En 2006 le Fabrice Alleman Quartet représente avec le groupe de Philip Catherine, la délégation belge au festival Warsaw Jazz Summers Days en Pologne et, cette même année, le trompettiste Randy Brecker se joindra au Quartet lors du festival international de jazz à Liège, pour donner un concert inoubliable sous les caméras de la RTBF. En 2004, il fera 8 concerts du Sanseverino Jazz Project à la maroquinerie de Paris, dont l’heureuse expérience poussera sans doute 2 ans plus tard Stéphane Sanseverino à rappeler Fabrice Alleman pour qu’il dirige et arrange, pour la scène, la section cuivres de son Sanseverino Big Band, gravé sur l’album Exactement en 2006. Parmi les diverses activités musicales de Fabrice Alleman, on notera également les nombreux enregistrements de musiques de film composées notamment par Michel Herr ou enregistrées avec le WRD Big Band à Cologne comme au festival de Leverkusen avec Nina Freelon, Hiram Bullock, Kenwood Dennard.

d’après CONSERVATOIRE.BE


© igloorecords.be

Le musicien a débuté sa carrière en 1990. A la suite de quelques workshops décisifs, notamment avec le saxophoniste américain Tim Ries, il intègre la section jazz du Conservatoire de Bruxelles (Steve Houben, Jean-Louis Rassinfosse, Richard Roussselet) et en 1992, il reçoit un premier prix en saxophone. La même année, il rejoint la Manhattan Shool of Music à New York, où il travaille avec Phil Woods, Toshiko Akiyoshi, Steve Salgle… Il joue dans différents groupes et styles (jazz, rock, funk, variétés…) et entre autres avec Adamo, William Sheller, Calvin Owens Blues Orchestra… Cependant ses préférences le portent vers le jazz, et il se produit avec les plus éminents jazzmen belges, Michel Herr, Steve Houben, Richard Rousselet, Bruno Castellucci, Jean Warland… Il enregistre son premier album en duo avec le guitariste Paolo Loveri en 1996 et vient de sortir Spirit One : Clarity.

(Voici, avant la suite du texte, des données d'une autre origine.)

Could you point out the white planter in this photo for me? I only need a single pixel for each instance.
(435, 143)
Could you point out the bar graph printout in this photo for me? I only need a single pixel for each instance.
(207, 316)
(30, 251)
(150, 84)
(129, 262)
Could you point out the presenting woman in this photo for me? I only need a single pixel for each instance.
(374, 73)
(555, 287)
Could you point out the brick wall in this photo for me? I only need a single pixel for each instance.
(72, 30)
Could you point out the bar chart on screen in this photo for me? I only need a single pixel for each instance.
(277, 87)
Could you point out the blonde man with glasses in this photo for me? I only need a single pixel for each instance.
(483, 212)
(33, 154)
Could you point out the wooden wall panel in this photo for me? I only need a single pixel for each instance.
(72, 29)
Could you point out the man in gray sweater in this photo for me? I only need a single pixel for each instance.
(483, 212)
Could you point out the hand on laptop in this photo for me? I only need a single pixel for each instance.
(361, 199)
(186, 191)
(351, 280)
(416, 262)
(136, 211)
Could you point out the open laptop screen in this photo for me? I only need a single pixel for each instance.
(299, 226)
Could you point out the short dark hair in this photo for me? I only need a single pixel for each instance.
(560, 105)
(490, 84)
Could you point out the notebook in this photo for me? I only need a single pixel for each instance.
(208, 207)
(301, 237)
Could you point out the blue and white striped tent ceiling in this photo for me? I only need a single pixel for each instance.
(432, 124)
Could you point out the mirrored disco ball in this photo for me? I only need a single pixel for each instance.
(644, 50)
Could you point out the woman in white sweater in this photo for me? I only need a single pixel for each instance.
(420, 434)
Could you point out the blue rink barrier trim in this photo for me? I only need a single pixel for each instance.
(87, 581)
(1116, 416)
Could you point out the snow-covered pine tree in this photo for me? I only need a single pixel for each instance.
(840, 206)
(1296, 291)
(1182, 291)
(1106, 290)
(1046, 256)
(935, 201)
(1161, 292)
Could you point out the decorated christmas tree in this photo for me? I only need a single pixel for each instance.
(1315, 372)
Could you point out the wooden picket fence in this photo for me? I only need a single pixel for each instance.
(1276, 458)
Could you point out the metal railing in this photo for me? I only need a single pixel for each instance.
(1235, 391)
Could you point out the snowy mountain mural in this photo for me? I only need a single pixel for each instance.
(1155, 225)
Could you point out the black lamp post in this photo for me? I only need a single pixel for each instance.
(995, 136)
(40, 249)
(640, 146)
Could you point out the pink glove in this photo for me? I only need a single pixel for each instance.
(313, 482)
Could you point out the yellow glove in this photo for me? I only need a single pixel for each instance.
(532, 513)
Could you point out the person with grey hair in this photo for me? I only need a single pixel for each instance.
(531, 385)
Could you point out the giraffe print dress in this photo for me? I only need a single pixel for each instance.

Ce nouvel album est le premier volet d’un triptyque discographique intitulé Spirit, 3 albums indissociables dont deux restent à paraître. Ce premier album est librement inspiré du monde sonore de Chet Baker,  une grande inspiration pour le saxophoniste Fabrice Alleman. Spirit One : Clarity, rassemble neuf compositions, des mélodies d’une sensibilité et d’une profondeur rares. Une musique simple, évidente, immédiate, comme celle de Chet.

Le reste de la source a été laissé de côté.